Thankyou Philippa for this extremely helpful analysis.
As you indicate, there are some important distinctions to be made in this tangled area. One important distinction to be made is between immunities (extraordinary exemptions from judicial process) and inviolabilities (protection from physical interference or restraint as in search of or arrest of the person, constraint on the person’s freedom to travel and so on) – eg as wisely observed by Roger O’Keefe in his recent EJIL book review of Ruys and Angelet’s Cambridge Handbook of Immunities and International Law.
In effect immunities are concerned with judicial action where inviolability is concerned with executive action.

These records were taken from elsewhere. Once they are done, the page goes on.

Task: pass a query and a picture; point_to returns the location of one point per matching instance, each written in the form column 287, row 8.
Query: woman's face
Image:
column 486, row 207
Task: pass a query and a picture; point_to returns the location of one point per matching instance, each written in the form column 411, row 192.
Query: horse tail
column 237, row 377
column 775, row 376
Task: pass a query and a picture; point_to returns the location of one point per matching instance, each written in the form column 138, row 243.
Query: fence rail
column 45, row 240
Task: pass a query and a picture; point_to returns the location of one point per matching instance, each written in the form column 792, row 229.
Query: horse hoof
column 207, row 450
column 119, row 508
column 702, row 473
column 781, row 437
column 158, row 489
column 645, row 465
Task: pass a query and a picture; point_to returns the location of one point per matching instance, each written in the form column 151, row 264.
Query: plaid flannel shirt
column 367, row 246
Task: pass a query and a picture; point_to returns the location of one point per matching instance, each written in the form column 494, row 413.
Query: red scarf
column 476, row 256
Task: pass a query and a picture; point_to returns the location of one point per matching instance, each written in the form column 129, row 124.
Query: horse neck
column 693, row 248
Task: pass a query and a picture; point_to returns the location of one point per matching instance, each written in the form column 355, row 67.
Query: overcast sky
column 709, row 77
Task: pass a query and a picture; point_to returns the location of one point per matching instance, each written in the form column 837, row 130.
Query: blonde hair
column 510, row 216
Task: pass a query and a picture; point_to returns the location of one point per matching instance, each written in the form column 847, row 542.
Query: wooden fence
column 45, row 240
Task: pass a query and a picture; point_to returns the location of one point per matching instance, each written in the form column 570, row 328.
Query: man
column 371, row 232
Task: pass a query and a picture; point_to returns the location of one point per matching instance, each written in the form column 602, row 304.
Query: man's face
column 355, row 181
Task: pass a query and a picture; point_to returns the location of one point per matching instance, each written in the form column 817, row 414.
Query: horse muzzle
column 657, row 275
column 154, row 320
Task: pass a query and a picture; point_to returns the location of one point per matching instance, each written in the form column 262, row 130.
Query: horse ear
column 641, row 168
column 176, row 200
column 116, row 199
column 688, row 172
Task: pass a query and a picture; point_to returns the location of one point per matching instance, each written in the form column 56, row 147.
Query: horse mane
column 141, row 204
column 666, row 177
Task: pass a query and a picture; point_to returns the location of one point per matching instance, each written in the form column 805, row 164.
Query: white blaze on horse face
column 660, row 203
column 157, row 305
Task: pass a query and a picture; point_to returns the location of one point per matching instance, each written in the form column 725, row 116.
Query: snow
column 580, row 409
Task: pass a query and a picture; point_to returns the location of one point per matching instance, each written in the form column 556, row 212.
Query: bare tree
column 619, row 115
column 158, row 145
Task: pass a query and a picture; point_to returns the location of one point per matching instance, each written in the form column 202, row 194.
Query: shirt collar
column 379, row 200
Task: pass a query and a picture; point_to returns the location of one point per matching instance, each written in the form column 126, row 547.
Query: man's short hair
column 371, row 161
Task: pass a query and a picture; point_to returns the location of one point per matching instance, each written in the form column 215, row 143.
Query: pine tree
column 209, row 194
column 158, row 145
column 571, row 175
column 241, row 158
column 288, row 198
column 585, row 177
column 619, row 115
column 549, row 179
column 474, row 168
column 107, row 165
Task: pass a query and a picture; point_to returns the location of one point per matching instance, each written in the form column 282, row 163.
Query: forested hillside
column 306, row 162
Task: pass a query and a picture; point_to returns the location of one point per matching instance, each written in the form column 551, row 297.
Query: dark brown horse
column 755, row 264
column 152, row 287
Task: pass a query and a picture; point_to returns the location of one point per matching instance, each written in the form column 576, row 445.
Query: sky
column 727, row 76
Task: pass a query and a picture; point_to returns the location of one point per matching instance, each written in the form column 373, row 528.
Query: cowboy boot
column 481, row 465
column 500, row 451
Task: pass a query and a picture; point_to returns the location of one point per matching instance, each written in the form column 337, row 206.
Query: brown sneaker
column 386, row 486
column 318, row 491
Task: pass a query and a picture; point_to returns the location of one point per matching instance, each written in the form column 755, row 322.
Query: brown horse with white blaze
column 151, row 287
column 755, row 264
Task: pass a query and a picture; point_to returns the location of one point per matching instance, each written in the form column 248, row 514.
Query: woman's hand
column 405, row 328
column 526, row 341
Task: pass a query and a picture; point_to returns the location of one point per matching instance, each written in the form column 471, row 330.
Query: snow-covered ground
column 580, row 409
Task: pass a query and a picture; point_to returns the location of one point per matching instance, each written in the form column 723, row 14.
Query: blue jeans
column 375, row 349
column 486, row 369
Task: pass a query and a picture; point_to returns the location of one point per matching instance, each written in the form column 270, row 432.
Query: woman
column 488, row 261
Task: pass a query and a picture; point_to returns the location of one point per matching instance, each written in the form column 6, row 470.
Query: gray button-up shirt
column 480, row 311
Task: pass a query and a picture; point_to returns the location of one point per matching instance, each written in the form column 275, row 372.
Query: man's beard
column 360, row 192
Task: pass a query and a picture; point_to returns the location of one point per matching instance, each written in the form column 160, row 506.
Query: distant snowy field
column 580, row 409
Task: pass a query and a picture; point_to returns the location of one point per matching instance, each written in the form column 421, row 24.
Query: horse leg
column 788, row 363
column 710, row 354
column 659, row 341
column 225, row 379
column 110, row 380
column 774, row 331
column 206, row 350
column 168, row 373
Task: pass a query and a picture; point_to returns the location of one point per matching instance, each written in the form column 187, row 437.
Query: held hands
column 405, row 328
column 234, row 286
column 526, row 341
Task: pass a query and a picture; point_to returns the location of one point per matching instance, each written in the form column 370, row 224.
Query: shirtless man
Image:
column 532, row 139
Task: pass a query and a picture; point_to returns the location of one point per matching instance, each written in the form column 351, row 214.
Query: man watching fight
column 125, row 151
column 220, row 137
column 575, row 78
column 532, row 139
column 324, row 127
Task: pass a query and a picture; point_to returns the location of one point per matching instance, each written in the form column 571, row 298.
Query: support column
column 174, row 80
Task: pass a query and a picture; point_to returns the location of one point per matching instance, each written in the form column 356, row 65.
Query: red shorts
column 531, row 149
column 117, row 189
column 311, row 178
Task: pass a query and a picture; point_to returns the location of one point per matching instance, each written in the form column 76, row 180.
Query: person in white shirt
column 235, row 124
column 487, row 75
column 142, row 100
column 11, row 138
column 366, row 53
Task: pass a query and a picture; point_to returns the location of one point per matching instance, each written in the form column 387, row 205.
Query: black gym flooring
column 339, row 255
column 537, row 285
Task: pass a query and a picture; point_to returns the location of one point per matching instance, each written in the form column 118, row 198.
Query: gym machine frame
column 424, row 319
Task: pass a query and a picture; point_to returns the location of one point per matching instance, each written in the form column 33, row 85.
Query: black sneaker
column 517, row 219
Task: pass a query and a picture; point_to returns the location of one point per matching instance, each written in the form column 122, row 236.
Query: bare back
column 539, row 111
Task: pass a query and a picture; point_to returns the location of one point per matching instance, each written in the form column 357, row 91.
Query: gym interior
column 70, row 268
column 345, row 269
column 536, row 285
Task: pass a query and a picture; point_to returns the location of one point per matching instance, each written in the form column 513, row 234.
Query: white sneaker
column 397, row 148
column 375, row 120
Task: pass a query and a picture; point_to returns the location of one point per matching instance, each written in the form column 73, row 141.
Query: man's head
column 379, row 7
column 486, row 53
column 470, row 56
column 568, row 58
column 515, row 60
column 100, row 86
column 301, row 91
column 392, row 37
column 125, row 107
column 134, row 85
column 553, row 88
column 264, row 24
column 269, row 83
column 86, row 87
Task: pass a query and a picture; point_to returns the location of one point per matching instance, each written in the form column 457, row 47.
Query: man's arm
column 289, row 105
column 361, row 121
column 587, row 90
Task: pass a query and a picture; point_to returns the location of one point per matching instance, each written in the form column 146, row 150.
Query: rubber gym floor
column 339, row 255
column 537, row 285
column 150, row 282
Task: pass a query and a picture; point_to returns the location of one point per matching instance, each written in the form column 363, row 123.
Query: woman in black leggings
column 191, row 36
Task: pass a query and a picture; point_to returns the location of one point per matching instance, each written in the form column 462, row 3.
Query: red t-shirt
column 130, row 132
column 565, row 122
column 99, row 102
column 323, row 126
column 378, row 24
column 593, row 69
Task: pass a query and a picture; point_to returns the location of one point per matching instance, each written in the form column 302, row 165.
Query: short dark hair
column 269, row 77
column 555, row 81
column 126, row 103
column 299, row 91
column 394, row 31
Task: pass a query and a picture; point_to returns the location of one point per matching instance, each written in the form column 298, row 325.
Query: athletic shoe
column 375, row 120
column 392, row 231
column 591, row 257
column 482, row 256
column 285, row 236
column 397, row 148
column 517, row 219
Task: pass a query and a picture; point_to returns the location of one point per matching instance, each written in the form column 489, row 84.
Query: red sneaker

At least in principle, a denial of immunity would in no sense compromise the inviolabilities and the dignity that appertains thereto. If only to this extent, civil suit such as tort should generally speaking face a much lower threshold to municipal jurisdiction, than might be appropriate for criminal prosecution.
The general observation in Arrest Warrant is to inviolability (rather than immunity) of the troika (the clue is in the name of the case), with a functional rationale being provided in the case of Foreign Ministers. (It should be noted that the functional rationale – the risk of impediment on the proper, day-to-day activities of the Foreign Minister – although closely connected with statehood, represents a ‘secularisation’ of the more traditional charismatic ground of statehood per se.)
Distinctions among the troika may be (on the facts) just as important. In effect membership of the protected troika needs to be ‘earned’ (shown on the facts) ie on the basis of an official duty. Again, the humdrum tasks of a Foreign Minister, tirelessly jet-setting around the world in pursuit of the legitimate, public interests of her state, provide the paradigm. For a foreign official to make administrative decisions that cause harm to nationals of a forum state would prima facie fail that test by a long way.